Cegin Y Ddraig, or “The Dragons Kitchen”, opened in 2009 to small fanfare. The day that we visited, a warmish spring day, we sat down to eat in the small café’s outside area after having a look around the inside, which was full of relaxed patrons.
The menu consists mostly of sandwiches and soups, good fare for this outlet as it is easy and quick to prepare in their relatively small kitchen/counter area.
I chose the ”Dragon’s breath” chicken in a brown baguette baton and my lunching partner, the ever patient @MisiaKuczys, had Caws Cenarth Caerphilly cheese on thickly cut bloomer bread.
We were informed that there would be a 25 minute wait for brown baguettes while they were baked as they had run out, fortunately there were other options and I switched to focaccia, which I’m glad I did.
Cegin Y Ddraig is situated on the entrance to Castle Arcade, directly opposite Cardiff castle; perfect for passing foot traffic, and away from the works to pedestrianise High Street which has been kicking up dust for the past few months.

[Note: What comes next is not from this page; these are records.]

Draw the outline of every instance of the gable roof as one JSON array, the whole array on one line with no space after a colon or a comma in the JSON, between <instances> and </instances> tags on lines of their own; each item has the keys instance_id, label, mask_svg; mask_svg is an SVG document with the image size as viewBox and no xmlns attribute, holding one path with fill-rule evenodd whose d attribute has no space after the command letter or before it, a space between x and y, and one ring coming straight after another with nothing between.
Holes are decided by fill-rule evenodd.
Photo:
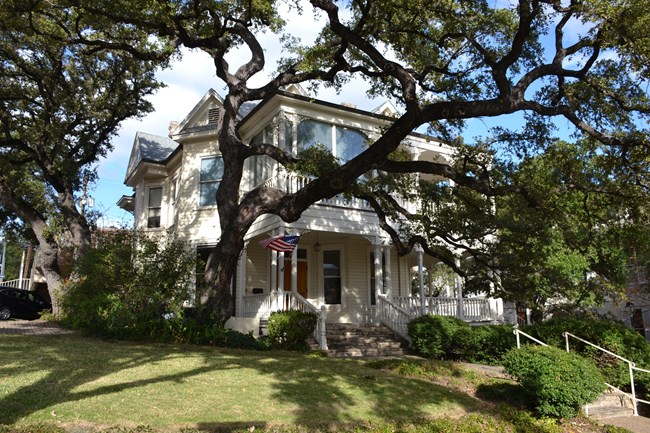
<instances>
[{"instance_id":1,"label":"gable roof","mask_svg":"<svg viewBox=\"0 0 650 433\"><path fill-rule=\"evenodd\" d=\"M201 117L201 114L205 114L206 106L214 106L216 103L219 107L223 107L223 98L216 90L210 89L207 91L203 98L192 108L192 111L189 112L185 118L178 123L173 129L170 129L169 135L174 136L182 134L184 132L198 132L215 129L216 124L205 124L204 120ZM237 113L238 118L242 119L248 115L253 109L257 106L258 102L244 102L239 107L239 112Z\"/></svg>"},{"instance_id":2,"label":"gable roof","mask_svg":"<svg viewBox=\"0 0 650 433\"><path fill-rule=\"evenodd\" d=\"M142 162L154 164L164 163L180 146L169 137L136 132L133 140L133 149L126 170L125 181L128 180Z\"/></svg>"}]
</instances>

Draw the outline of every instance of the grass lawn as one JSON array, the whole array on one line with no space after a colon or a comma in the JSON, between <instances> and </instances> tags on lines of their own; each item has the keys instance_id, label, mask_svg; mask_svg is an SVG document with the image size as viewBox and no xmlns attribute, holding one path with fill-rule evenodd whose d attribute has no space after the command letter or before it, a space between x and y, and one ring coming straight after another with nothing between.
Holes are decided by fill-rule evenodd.
<instances>
[{"instance_id":1,"label":"grass lawn","mask_svg":"<svg viewBox=\"0 0 650 433\"><path fill-rule=\"evenodd\" d=\"M0 335L0 433L624 431L535 419L505 382L441 362Z\"/></svg>"},{"instance_id":2,"label":"grass lawn","mask_svg":"<svg viewBox=\"0 0 650 433\"><path fill-rule=\"evenodd\" d=\"M463 414L430 381L316 355L0 336L0 424L316 425Z\"/></svg>"}]
</instances>

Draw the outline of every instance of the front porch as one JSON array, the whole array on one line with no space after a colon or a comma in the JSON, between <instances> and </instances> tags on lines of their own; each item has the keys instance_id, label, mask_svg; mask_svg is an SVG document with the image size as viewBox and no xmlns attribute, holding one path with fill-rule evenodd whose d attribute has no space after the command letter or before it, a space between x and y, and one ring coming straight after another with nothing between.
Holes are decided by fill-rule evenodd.
<instances>
[{"instance_id":1,"label":"front porch","mask_svg":"<svg viewBox=\"0 0 650 433\"><path fill-rule=\"evenodd\" d=\"M240 317L267 318L273 311L301 310L318 316L314 339L321 350L328 350L327 305L316 306L295 291L273 291L243 296ZM504 321L503 302L500 299L389 296L379 294L376 308L369 309L366 323L383 324L410 342L408 323L422 315L435 314L457 317L471 324L489 324Z\"/></svg>"}]
</instances>

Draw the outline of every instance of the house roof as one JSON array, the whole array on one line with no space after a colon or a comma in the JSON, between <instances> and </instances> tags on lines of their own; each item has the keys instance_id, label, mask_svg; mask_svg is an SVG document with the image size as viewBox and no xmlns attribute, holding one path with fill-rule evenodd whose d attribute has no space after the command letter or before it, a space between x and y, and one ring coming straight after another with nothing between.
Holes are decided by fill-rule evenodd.
<instances>
[{"instance_id":1,"label":"house roof","mask_svg":"<svg viewBox=\"0 0 650 433\"><path fill-rule=\"evenodd\" d=\"M180 123L174 126L173 129L170 129L169 133L170 135L177 135L177 134L182 134L186 132L200 132L200 131L208 131L211 129L215 129L217 127L216 124L207 124L207 125L197 125L196 124L196 119L197 116L200 114L201 110L205 107L206 104L212 103L212 101L216 102L217 105L223 107L223 98L219 93L217 93L216 90L210 89L206 92L205 95L203 95L203 98L192 108L192 110L188 113L187 116L185 116L185 119L183 119ZM237 113L238 117L240 119L246 117L253 109L257 106L259 102L244 102L240 107L239 107L239 112Z\"/></svg>"},{"instance_id":2,"label":"house roof","mask_svg":"<svg viewBox=\"0 0 650 433\"><path fill-rule=\"evenodd\" d=\"M133 175L142 162L162 164L179 146L180 144L177 141L169 137L136 132L125 181Z\"/></svg>"}]
</instances>

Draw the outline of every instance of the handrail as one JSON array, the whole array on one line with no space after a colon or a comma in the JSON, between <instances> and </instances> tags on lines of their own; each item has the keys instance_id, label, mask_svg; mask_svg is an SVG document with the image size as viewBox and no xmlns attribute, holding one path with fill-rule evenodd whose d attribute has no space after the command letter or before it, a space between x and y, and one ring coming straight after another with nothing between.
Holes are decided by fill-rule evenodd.
<instances>
[{"instance_id":1,"label":"handrail","mask_svg":"<svg viewBox=\"0 0 650 433\"><path fill-rule=\"evenodd\" d=\"M391 301L387 295L381 293L377 296L377 318L406 341L411 342L408 335L408 323L412 319L411 314L397 303Z\"/></svg>"},{"instance_id":2,"label":"handrail","mask_svg":"<svg viewBox=\"0 0 650 433\"><path fill-rule=\"evenodd\" d=\"M635 389L635 386L634 386L634 370L642 371L644 373L650 373L650 370L646 370L645 368L637 367L635 362L630 361L629 359L623 358L622 356L617 355L616 353L611 352L611 351L609 351L609 350L607 350L607 349L605 349L603 347L600 347L597 344L594 344L594 343L592 343L590 341L584 340L584 339L582 339L582 338L580 338L580 337L578 337L576 335L573 335L570 332L563 332L562 336L564 337L565 342L566 342L565 345L566 345L566 351L567 352L569 352L569 337L573 337L576 340L582 341L583 343L588 344L591 347L594 347L594 348L596 348L596 349L598 349L598 350L600 350L602 352L607 353L608 355L611 355L611 356L613 356L615 358L618 358L621 361L627 363L628 371L629 371L629 374L630 374L630 391L631 391L631 393L627 393L627 392L625 392L623 390L620 390L620 389L616 388L615 386L610 385L609 383L606 383L606 385L608 387L610 387L610 388L613 388L613 389L619 391L622 394L625 394L625 395L628 395L628 396L632 397L632 404L634 405L634 416L639 416L639 410L638 410L638 407L637 407L639 402L645 403L645 404L650 404L650 401L644 400L642 398L638 398L636 396L636 389Z\"/></svg>"},{"instance_id":3,"label":"handrail","mask_svg":"<svg viewBox=\"0 0 650 433\"><path fill-rule=\"evenodd\" d=\"M609 350L607 350L607 349L605 349L605 348L603 348L603 347L600 347L600 346L598 346L598 345L596 345L596 344L594 344L594 343L591 343L591 342L589 342L589 341L587 341L587 340L584 340L584 339L582 339L582 338L580 338L580 337L578 337L578 336L575 336L575 335L571 334L570 332L563 332L563 333L562 333L562 336L564 337L564 339L565 339L565 341L566 341L566 351L567 351L567 352L569 352L569 337L573 337L573 338L575 338L576 340L580 340L580 341L582 341L583 343L586 343L586 344L590 345L591 347L595 347L596 349L599 349L599 350L601 350L601 351L607 353L608 355L612 355L613 357L620 359L621 361L625 361L625 362L627 362L627 363L629 363L629 364L632 364L633 366L636 365L635 362L630 361L629 359L623 358L622 356L619 356L619 355L615 354L614 352L610 352Z\"/></svg>"},{"instance_id":4,"label":"handrail","mask_svg":"<svg viewBox=\"0 0 650 433\"><path fill-rule=\"evenodd\" d=\"M524 337L528 337L528 339L533 340L537 344L540 344L540 345L542 345L544 347L548 347L548 344L544 343L543 341L538 340L537 338L533 337L532 335L526 334L524 331L520 331L518 328L513 329L512 333L515 334L515 337L517 338L517 349L521 348L521 342L519 341L519 334L523 335Z\"/></svg>"},{"instance_id":5,"label":"handrail","mask_svg":"<svg viewBox=\"0 0 650 433\"><path fill-rule=\"evenodd\" d=\"M315 305L306 300L300 293L297 292L285 292L289 296L288 309L297 309L300 311L306 311L309 313L314 313L318 317L316 322L316 329L314 329L314 340L318 343L318 347L321 350L327 350L327 329L325 319L327 318L327 311L323 305L319 310ZM295 301L295 302L294 302ZM295 308L295 306L298 308Z\"/></svg>"}]
</instances>

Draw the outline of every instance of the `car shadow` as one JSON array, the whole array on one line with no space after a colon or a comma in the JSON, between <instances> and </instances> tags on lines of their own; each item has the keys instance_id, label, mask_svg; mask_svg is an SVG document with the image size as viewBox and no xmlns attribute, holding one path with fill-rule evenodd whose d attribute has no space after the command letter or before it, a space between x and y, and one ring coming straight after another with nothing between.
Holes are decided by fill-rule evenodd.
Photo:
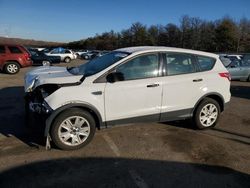
<instances>
[{"instance_id":1,"label":"car shadow","mask_svg":"<svg viewBox=\"0 0 250 188\"><path fill-rule=\"evenodd\" d=\"M250 99L250 87L249 86L239 86L231 85L231 95L233 97Z\"/></svg>"},{"instance_id":2,"label":"car shadow","mask_svg":"<svg viewBox=\"0 0 250 188\"><path fill-rule=\"evenodd\" d=\"M183 162L64 158L3 171L0 182L0 187L247 187L250 175Z\"/></svg>"},{"instance_id":3,"label":"car shadow","mask_svg":"<svg viewBox=\"0 0 250 188\"><path fill-rule=\"evenodd\" d=\"M24 88L8 87L0 90L0 133L14 136L29 146L45 144L41 129L28 128L25 121Z\"/></svg>"},{"instance_id":4,"label":"car shadow","mask_svg":"<svg viewBox=\"0 0 250 188\"><path fill-rule=\"evenodd\" d=\"M241 144L250 145L250 137L248 135L239 134L229 130L224 130L223 128L220 128L218 126L209 129L198 130L191 120L169 121L169 122L162 122L162 124L165 124L166 126L173 126L175 128L178 127L183 129L195 130L199 131L201 134L215 136L217 138L223 138Z\"/></svg>"}]
</instances>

The restaurant itself has a maze of seating areas, each with their own unique ambience. The downstairs section is quaintly decorated and quite romantic; an ideal place to visit if you’re looking for somewhere a bit more special than the average café for a lunchtime date. There are sofas with low tables if you want to slouch and just drink coffee, and a half-upstairs area which puts you on a stage to overview the entire establishment while you tuck-in. We sat outside, in the entrance to Castle arcade, which isn’t too busy and isn’t a wind-trap (or at least when we visited it wasn’t) so you don’t lose your crockery.
Our lunch arrived within 10 minutes and I was amused to find that the plate was garnished with Tyrell’s vegetable crisps; a new one on me, but my favourite.
First impressions of the food were positive, the bread was firm and not in the least soggy, the sandwich was generously filled and the chicken-to-salad-and-sauce ratio was very good. The plate had a small side salad to complement the aforementioned Tyrell’s vegetable crisps.
It was clear that the sandwich had been freshly made; something you would expect but, disappointingly, don’t always get, especially at some of the big chains where the sandwiches are made early in the morning and left in the fridge.
The chicken was tender, the sauce not too overpowering and the mango (which I was pleasantly surprised to find) was of good consistency and not cut into huge, mouth-filling chunks like you get at some places.
Surprisingly, I didn’t get it all over me like I usually do, but there were enough napkins around if I did- a major gripe of mine is finding that in some cafés, no napkins are to be seen. You can usually get them if you ask, which leads me to believe that either there is some kind of napkin thief on the loose in the Welsh capital, or that other establishments forego purchasing napkins in the hope that they can send out their troops to steal them from elsewhere. Can anyone verify this conspiracy for me?
The service was excellent. There was only one staff member at the time we went in, so he was a bit rushed taking orders, clearing tables, making food and delivering to its designated tables, but we weren’t in any rush as I had decided to finish work early for the day and take it easy (not that there was any considerable delay anyway).
One thing that I would change is the opening hours. Currently Cegin Y Ddraig closes at 17:30 and with the dining area set up as it it, it could easily cater evening service and turn itself into a fully-fledged restaurant. I wonder will they be considering this in the future?
As cafés go, this place is pretty damn good and I have visited on a number of occasions since, mostly for a takeaway lamb cawl which I wholly recommend everybody try for its great balance of tender meat and zingy flavour.
Try the lamb cawl or your sandwich on focaccia, and also try a piece of the cake. I can wholly recommend both.